L’ECBU pratiqué devant l’altération de l’état général de cette femme de 84 ans, vivant en EPHAD et aux antécédents de nombreuses infections urinaires, a révélé la présence d’Escherichia coli BLSE. Elle est hospitalisée et traitée par un carbapénème. Un mois après sa sortie, le même germe est retrouvé mais l’état général s’étant amélioré, il est décidé de ne pas la traiter à nouveau.
QUE SONT LES GERMES E. COLI BLSE ?
› Les bétalactamases à spectre étendu (BLSE) sont des enzymes bactériennes qui inactivent les bétalactamines à l’exception des céphamycines et des carbapénèmes. Elles constituent le principal mécanisme de résistance aux bétalactamines chez les entérobactéries et notamment Escherichia coli.
› L’émergence d’E. coli BLSE est en passe de devenir une problématique très préoccupante de santé publique. Initialement surtout observées en milieu hospitalier, ces bactéries multirésistantes sont en forte progression en ville; selon le réseau RAISIN, leur prévalence a été multipliée par 10, passant de 0,6 à 6,1 % entre 2006 et 2011. Et la France n’est pas le pays le plus touché, l’incidence des BLSE étant nettement supérieure dans d’autres pays surtout au sud (Grèce, Turquie, Asie, Maghreb…).
Certaines situations augmentent le risque d’être infecté par un E. coli BLSE : hospitalisation prolongée, séjour en soins intensifs, traitement antérieur avec de multiples antibiotiques (ce qui est le cas de cette patiente), voyages dans les pays à forte prévalence.
POURQUOI CES MULTIRESISTANCES APPARAISSENT ?
› La multirésistance aux antibiotiques est un phénomène « naturel » apparaissant à la suite de leur utilisation ; ce sont les antibiotiques eux-mêmes qui provoquent la synthèse de l’enzyme bactérienne qui capture les gênes de résistance et permet leur expression. Cette résistance peut s’exprimer au travers de plusieurs mécanismes : production d’une enzyme modifiant ou détruisant l’antibiotique, modification de la cible de l’antibiotique, imperméabilisation de la membrane de la bactérie… Plus préoccupant encore, ce phénomène de résistance acquise entraine l’apparition subite d’une résistance à un ou plusieurs antibiotiques auxquels la bactérie était auparavant sensible, ce qui restreint considérablement les possibilités thérapeutiques.
› La dissémination des BLSE a été favorisée par l’utilisation massive de céphalosporines : la résistance d’E. coli aux céphalosporines de troisième génération a été multipliée par plus de 9 depuis 2002 (8 % actuellement) et 18 % sont devenues résistantes aux quinolones contre 8 % en 2002.
FAUT-IL TOUJOURS HOSPITALISER ?
Ces souches E. coli BLSE ne sont pas plus virulentes que d’autres et entraînent des infections urinaires classiques. Tout le problème réside dans la difficulté de leur traitement.

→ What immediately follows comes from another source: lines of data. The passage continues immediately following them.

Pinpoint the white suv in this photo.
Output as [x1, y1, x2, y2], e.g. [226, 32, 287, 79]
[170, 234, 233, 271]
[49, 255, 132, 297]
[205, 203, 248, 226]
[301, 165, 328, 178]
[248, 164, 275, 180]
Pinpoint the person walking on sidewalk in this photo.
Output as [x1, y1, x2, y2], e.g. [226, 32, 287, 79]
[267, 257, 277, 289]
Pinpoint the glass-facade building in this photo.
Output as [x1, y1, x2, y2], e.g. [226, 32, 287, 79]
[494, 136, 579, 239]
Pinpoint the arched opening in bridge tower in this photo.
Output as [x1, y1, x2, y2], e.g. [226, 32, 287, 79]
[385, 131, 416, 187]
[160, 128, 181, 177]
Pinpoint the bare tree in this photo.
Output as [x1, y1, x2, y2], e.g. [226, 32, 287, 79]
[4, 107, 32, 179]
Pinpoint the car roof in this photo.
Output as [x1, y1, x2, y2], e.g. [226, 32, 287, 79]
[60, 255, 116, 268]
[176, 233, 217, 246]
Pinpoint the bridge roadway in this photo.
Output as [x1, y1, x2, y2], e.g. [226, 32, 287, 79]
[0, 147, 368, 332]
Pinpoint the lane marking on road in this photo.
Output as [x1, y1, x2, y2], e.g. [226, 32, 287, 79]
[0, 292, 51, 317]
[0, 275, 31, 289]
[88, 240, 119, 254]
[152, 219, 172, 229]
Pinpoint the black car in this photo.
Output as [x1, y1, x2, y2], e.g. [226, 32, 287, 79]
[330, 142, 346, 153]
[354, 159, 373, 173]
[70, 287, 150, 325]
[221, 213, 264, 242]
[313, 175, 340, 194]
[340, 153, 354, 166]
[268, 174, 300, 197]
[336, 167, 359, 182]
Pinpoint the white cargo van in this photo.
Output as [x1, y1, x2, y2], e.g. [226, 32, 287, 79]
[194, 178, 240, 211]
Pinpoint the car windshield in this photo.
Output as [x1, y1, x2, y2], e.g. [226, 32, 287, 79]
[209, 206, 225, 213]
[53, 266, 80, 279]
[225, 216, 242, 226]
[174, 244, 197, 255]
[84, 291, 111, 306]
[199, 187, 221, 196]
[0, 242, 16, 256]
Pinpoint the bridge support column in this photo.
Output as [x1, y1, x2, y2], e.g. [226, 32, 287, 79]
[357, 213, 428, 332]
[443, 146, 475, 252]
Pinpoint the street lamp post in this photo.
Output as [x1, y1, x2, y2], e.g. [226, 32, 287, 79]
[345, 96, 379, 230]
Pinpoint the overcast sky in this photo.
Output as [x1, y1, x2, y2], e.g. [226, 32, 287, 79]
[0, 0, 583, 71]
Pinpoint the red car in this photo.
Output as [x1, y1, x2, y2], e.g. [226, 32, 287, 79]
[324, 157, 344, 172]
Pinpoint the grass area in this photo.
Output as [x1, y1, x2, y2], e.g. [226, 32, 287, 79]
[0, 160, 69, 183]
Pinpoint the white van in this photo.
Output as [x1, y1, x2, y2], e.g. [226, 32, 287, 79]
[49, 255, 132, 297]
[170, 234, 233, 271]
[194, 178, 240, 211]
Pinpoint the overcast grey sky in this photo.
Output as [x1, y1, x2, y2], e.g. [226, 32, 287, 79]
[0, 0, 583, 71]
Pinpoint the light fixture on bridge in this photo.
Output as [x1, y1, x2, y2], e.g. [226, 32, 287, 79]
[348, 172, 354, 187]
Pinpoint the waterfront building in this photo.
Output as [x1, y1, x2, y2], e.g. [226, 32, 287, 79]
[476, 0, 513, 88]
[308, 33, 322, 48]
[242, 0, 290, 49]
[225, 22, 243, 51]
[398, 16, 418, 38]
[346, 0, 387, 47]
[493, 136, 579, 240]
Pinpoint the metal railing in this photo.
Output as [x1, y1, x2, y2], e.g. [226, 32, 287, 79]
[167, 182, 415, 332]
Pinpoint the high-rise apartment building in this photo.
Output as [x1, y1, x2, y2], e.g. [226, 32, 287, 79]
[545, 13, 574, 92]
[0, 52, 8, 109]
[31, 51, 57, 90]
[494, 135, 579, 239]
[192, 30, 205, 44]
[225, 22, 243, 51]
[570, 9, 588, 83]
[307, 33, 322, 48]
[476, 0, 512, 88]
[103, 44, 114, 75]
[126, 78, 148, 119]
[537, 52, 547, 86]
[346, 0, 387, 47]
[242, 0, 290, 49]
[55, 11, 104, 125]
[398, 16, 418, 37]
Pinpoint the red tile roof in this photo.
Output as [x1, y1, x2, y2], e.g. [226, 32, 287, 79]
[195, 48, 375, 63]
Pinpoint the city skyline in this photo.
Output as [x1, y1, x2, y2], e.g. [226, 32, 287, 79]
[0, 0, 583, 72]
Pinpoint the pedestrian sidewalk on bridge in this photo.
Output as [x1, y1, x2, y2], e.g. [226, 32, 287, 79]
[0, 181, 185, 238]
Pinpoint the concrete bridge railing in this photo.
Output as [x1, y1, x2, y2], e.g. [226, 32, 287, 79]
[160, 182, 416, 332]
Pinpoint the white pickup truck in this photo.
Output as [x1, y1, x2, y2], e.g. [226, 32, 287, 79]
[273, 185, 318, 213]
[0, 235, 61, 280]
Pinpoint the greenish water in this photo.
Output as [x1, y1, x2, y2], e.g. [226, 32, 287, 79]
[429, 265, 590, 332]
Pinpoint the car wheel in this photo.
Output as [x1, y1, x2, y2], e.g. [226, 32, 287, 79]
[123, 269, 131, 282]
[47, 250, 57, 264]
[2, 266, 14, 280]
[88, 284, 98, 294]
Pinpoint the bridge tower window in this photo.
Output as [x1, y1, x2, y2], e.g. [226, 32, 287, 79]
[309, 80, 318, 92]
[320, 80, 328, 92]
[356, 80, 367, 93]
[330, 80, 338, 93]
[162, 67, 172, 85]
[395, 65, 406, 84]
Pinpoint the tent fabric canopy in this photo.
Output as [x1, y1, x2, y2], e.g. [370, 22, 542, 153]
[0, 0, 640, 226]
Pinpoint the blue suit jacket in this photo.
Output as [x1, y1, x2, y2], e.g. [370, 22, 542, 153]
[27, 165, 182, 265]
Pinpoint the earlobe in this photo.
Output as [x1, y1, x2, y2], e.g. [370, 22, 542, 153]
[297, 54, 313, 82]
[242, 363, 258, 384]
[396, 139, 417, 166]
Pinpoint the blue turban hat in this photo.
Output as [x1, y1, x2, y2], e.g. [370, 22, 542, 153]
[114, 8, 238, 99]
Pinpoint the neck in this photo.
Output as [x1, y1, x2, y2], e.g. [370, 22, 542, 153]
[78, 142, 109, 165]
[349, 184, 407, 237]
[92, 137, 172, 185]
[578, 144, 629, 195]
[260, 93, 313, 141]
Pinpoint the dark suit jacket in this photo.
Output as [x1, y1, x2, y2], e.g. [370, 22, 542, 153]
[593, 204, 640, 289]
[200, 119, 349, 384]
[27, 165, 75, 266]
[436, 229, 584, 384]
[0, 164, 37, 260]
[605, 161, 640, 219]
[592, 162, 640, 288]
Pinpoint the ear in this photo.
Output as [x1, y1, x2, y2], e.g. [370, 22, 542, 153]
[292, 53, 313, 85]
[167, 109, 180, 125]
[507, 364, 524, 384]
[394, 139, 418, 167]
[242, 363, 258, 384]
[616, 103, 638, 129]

› Il est indispensable d’hospitaliser systématiquement tout patient ayant une infection urinaire compliquée, comme cela a été fait pour cette femme mais ce n’est pas justifié pour les IU simples.
Dans l’EPHAD de cette patiente, les précautions d’isolement standard doivent être respectées.
L’ANTIBIOTHERAPIE OPTIMALE
› Il convient de lire attentivement l’antibiogramme de cette patiente, et ce ne sera qu’en l’absence d’autre choix, qu’un carbapénème sera prescrit. A chaque fois que possible, il est recommandé d’utiliser une alternative thérapeutique. Les carbapénèmes, antibiotiques réservés à l’usage hospitalier, dont le spectre est le plus large de toutes les bétalactamases, doivent être utilisés en dernier recours et réservés aux infections sévères du fait du haut risque de développement de carbapénemases, résistances pouvant à terme conduire à une impasse thérapeutique totale. Il n’y a pas de relève actuellement en antibiothérapie (16 nouveaux antibiotiques ont été mis sur le marché entre 1983 et 1987 et seulement 2 entre 2008 et 2012).